Tuesday, November 1, 2016

Just Before Dawn (1981)

A quintet of friends (including characters played by Gregg Henry, Barbara Benson and Jamie Rose) go on a merry camping trip to a heavily wooded mountain for camping and a bit of climbing. As always (or we’d have a particularly boring film to get through), things don’t go well right from the start. First, the local forest ranger Roy McLean (George Kennedy) attempts to warn our protagonists off completely and annoys them – city folk that they are - so much they lie to him about the location they are going to camp out at, a decision that’ll certainly not bite them in the ass, no sir. Then, on their way up the mountain, they encounter an older guy who is clearly in shock.

The audience knows the man’s nephew has been murdered by a large man with a peculiarly creepy giggle, but when our protagonists hear him talking about his cousin having been murdered by a demon, they decide to leave a man who is clearly in distress, with a visible head wound, out on a mountain road to fend for himself because taking him back down the mountain to the ranger would inconvenience them.

Consequently, when said large giggler starts stalking our protagonists’ campsite and killing them off, one can’t help but think they rather get what they had coming.

Backwoods slasher Just Before Dawn is probably the highpoint of director Jeff Lieberman’s small but interesting filmography. It is pretty much the perfect backwoods slasher, full of scenes that sell the area the plot takes place in as an actual wilderness, and once it has gotten going also going from one highly effective suspense scene to the next. Even the film’s sillier moments work surprisingly well, for Lieberman stages them in the most serious manner. These scenes in particular also manage to be creepy in a way only things which are in tune with very basic human fears can be: what if that blurry shadow you see coming isn’t your friend? What if the hand grabbing you from under water doesn’t belong to whom you think it belongs to? The way the film plays these scenes, there’s surprisingly little silly about them.

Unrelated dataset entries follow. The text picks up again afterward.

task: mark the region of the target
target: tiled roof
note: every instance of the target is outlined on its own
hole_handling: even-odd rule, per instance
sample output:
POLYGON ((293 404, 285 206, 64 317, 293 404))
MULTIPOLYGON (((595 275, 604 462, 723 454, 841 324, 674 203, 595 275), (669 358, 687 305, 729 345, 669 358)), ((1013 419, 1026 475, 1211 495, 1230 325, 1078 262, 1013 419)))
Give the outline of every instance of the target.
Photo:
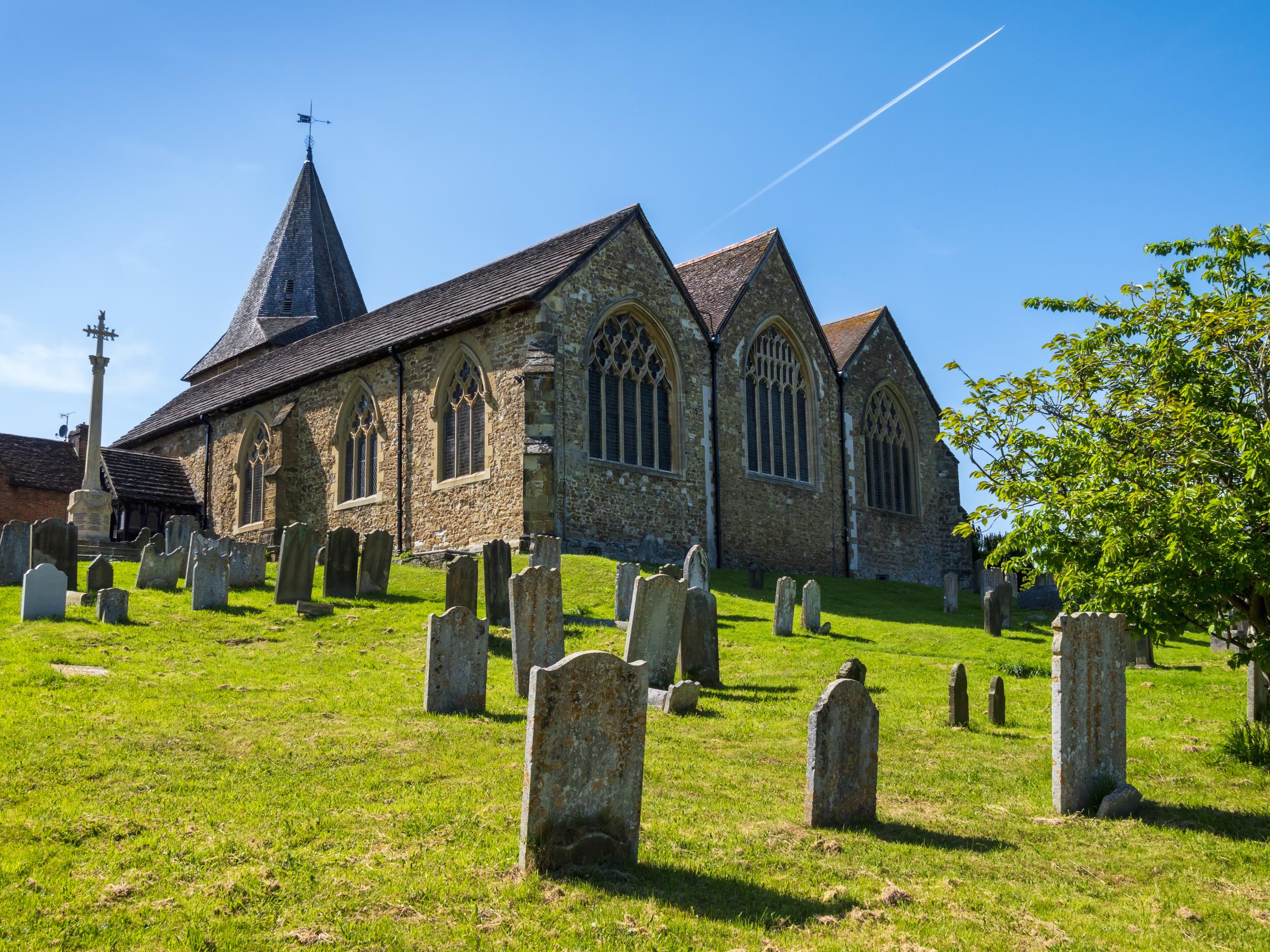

Additionally Just Before Dawn is making clever little changes to the – by 1981 already codified – rules of slasher and backwoods horror. Character types, for example, are generally in keeping with the tradition but Lieberman is adding something to everyone that goes against the usual grain, leaving us with a cast of victims we don’t necessarily want to see die, even though the whole business with the poor old guy doesn’t exactly make them more likeable. And when it comes to the rules of backwoods horror and its ideas about survival instincts and what they do to people, I have never seen them turned into action quite the way Just Before Dawn’s astonishing final scene does (after the film has already vigorously defecated on the concept of machismo a bit earlier), and I have certainly never seen a killer dispatched by the final girl in any to comparable way to what happens here

Add to all this George Kennedy grumbling through the scenery from time to time – when he isn’t talking to his plants – some of the worst backwoods people dialogue I’ve heard in my life, and you have yourself the sort of film whose weaknesses are just as winning as its copious strengths.